О всеблагие боги, чем так сильно провинилось перед вами Римское государство, что вы отняли у него такого государя?» Рим,
жаждущий мира и покоя, – раньше такое сочли бы анекдотом,
но в данной модальности это должное, которое всем хотелось бы
видеть сущим.
Сущее, однако, таково, что увидеть его можно лишь глазами разума: оно интеллигибельно, а не сенсибельно, ноотично,
а не биотично, рационально, а не витально; им не живут – его
мыслят. Мысль противоположна жизни, как сущее противоположно бытию, недаром философствовать – значит учиться
умирать. Жизненность и мысленность обратно пропорциональны, и если социальная бытийность выражает себя в первой, то
социальная сущесть – в последней. Вечный покой сущего характеризует его как царство идей, мир смыслов, где инаковение
исключает изменение, включая возникновение и исчезновение.

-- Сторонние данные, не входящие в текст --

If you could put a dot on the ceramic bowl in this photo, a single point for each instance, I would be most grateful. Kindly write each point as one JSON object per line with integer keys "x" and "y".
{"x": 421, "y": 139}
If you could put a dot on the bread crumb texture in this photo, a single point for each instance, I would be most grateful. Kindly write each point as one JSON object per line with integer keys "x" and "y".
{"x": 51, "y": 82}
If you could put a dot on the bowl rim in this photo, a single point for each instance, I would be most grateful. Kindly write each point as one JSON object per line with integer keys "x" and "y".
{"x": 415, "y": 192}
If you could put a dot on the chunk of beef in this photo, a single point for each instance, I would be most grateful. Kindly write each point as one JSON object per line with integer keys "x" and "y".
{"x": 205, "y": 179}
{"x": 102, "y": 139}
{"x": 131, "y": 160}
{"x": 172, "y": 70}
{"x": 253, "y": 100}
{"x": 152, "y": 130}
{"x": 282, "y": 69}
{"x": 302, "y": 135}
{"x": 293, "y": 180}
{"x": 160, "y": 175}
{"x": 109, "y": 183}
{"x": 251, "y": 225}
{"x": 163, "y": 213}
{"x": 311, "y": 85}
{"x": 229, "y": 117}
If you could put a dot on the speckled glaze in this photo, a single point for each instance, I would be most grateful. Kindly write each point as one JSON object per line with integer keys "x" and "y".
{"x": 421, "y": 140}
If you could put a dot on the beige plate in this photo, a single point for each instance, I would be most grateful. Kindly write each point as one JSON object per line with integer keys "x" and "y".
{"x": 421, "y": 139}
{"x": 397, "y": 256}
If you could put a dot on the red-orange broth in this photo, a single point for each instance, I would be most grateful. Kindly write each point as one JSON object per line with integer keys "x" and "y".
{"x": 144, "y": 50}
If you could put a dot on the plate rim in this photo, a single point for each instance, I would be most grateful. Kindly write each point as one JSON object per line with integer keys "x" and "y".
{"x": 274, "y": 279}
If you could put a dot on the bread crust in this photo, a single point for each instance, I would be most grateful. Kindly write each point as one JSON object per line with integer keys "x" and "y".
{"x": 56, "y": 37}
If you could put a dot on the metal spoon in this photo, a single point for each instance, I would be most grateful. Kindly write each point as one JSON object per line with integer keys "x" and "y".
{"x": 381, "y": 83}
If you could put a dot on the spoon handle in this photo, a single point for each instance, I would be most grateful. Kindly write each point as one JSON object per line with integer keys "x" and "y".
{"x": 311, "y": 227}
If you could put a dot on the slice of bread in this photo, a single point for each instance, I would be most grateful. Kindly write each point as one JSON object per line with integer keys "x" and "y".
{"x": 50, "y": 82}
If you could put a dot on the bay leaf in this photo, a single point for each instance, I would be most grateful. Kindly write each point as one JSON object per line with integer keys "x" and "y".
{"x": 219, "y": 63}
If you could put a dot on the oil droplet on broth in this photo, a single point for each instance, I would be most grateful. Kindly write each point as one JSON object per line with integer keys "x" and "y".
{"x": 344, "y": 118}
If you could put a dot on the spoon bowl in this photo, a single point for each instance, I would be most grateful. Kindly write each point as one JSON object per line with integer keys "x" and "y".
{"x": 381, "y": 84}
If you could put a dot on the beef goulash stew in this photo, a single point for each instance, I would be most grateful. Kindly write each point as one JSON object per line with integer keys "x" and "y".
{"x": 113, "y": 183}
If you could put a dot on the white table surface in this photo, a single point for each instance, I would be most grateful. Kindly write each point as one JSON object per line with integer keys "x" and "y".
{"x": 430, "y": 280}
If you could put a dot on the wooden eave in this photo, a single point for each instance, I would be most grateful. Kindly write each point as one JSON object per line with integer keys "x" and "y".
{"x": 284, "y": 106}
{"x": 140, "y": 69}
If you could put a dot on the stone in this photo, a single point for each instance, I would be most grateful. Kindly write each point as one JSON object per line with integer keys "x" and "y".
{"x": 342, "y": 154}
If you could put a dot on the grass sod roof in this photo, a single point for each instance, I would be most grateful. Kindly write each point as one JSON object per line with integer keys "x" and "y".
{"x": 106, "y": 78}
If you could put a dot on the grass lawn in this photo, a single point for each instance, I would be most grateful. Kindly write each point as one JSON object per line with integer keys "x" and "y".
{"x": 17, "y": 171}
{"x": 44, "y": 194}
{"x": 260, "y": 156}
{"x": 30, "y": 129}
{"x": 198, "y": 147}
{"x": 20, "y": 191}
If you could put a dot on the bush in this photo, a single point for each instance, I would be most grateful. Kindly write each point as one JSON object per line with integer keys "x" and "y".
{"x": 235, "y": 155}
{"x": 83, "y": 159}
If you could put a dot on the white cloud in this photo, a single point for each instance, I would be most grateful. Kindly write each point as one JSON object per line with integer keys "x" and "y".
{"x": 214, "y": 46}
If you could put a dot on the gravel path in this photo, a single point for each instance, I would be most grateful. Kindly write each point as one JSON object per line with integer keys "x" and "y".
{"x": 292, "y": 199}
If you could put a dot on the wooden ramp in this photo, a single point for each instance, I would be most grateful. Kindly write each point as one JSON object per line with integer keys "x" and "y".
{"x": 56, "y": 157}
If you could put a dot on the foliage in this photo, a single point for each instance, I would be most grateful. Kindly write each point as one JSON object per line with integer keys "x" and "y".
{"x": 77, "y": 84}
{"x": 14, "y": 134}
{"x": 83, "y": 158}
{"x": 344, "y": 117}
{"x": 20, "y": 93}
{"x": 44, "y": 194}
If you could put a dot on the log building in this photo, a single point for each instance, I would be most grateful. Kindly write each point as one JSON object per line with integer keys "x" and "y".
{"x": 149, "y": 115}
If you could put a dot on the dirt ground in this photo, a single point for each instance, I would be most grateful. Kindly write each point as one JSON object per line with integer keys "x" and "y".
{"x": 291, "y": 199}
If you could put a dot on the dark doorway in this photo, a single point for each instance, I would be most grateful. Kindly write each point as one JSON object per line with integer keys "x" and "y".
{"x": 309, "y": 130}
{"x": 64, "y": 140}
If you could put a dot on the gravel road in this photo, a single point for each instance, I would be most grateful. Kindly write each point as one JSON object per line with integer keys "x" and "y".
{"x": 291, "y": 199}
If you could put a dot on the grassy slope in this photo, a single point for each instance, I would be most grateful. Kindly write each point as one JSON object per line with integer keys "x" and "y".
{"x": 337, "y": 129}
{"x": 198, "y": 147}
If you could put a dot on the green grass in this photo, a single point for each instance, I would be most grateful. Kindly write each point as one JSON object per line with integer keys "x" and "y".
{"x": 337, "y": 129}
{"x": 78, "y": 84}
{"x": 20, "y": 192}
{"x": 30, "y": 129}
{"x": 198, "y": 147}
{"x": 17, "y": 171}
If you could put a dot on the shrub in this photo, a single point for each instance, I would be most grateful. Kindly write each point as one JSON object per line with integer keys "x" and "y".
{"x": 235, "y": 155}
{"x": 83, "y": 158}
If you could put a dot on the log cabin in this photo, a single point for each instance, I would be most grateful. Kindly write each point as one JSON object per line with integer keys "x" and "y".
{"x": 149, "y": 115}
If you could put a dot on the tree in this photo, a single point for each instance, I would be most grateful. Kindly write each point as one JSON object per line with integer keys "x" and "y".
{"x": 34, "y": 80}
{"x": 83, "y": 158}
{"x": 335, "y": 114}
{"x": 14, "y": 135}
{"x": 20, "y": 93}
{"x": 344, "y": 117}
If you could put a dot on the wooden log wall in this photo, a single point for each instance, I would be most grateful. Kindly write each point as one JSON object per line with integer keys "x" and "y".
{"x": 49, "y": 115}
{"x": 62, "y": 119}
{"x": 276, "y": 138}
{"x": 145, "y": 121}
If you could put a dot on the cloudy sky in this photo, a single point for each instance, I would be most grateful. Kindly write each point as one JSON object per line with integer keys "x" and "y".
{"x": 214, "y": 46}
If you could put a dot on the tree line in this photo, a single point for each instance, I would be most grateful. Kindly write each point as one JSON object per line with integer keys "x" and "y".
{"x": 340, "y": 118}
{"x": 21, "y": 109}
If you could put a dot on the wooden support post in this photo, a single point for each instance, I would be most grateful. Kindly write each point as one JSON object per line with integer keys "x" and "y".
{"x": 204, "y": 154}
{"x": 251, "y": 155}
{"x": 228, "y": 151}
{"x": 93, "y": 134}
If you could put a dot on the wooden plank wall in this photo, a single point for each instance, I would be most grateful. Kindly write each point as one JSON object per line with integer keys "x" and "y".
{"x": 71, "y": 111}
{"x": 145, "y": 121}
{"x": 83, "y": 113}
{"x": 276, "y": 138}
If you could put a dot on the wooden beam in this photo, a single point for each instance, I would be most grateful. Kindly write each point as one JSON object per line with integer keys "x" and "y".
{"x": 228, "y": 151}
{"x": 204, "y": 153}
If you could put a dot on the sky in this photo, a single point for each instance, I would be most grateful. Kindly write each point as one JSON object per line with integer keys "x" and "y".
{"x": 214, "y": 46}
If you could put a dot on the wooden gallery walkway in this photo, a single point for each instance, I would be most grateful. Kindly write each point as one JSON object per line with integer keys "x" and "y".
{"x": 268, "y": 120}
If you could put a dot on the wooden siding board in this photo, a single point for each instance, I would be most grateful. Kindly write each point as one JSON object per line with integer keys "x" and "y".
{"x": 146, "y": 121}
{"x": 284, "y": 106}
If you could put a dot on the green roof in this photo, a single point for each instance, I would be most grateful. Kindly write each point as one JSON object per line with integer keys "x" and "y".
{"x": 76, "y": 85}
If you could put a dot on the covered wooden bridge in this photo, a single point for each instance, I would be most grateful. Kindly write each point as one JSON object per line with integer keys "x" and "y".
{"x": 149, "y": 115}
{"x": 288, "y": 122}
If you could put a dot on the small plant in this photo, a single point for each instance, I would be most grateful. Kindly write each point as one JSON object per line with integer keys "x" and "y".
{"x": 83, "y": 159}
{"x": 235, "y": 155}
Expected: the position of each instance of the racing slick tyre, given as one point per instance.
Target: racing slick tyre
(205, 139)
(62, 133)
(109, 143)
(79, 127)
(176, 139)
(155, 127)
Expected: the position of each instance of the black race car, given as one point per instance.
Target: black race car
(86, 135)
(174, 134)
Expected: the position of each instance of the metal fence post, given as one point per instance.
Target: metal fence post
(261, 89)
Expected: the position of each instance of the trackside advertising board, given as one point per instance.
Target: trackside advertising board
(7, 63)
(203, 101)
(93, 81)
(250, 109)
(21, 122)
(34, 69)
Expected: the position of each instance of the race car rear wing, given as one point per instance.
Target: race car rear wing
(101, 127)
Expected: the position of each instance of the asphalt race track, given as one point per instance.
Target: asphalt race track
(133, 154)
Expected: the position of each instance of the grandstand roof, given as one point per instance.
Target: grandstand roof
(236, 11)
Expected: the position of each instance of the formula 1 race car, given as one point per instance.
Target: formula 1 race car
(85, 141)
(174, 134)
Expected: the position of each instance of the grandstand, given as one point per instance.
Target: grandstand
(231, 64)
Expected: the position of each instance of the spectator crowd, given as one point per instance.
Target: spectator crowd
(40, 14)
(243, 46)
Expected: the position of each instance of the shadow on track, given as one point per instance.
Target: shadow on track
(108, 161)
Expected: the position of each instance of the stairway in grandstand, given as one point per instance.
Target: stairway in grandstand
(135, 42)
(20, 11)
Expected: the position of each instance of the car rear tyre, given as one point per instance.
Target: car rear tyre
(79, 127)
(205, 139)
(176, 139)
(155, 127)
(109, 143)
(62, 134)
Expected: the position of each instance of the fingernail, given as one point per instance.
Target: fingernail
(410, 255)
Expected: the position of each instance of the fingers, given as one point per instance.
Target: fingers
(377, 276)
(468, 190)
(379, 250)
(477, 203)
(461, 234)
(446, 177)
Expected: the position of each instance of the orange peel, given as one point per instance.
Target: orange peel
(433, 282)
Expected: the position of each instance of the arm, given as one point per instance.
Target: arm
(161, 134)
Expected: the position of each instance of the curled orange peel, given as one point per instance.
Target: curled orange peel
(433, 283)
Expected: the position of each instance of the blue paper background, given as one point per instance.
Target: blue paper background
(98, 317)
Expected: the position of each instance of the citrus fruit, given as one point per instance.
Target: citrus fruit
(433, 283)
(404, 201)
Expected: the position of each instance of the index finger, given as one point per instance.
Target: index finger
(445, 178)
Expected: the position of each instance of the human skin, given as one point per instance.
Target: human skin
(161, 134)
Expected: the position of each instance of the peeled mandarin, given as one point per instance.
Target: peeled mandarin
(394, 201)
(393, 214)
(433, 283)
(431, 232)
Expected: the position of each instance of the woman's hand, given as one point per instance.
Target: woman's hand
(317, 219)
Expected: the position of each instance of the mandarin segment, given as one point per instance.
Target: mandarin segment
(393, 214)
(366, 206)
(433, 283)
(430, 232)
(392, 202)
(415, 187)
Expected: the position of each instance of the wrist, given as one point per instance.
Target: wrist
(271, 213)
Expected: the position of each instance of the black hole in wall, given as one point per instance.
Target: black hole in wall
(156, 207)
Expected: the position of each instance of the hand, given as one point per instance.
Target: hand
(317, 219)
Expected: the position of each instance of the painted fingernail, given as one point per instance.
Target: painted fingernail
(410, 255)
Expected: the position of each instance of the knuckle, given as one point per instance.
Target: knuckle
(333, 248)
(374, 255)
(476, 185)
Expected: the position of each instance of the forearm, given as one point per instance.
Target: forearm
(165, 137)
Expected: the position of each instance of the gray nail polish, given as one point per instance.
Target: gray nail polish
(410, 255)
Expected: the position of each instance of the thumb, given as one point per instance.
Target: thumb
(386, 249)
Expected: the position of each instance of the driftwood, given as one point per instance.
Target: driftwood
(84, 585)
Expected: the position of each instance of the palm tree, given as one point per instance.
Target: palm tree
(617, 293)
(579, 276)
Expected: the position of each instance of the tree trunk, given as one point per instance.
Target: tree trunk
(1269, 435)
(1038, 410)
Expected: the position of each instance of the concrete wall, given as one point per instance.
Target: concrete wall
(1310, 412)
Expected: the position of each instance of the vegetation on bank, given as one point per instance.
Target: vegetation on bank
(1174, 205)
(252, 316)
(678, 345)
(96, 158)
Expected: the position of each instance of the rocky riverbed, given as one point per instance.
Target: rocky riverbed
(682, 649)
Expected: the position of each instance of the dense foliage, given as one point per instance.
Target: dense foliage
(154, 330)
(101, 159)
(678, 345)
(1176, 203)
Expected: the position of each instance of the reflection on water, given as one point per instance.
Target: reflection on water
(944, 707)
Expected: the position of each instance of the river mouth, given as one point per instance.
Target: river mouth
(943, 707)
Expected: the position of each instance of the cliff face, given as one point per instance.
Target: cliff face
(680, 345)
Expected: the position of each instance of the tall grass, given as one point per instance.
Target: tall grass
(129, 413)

Нерожденное бессмертно, но оно не знает и жизни; зато живое
стремится к смерти, награждающей его смыслом (трансцендирующим реалию целевым отношением к иному). [Социальная]
реальность, рассматриваемая со стороны сущего, предстает как
смысл жизни – то, для чего, и это не что иное, как смерть, не
будь которой жизнь была бы бесконечной, т.е. бессмысленной.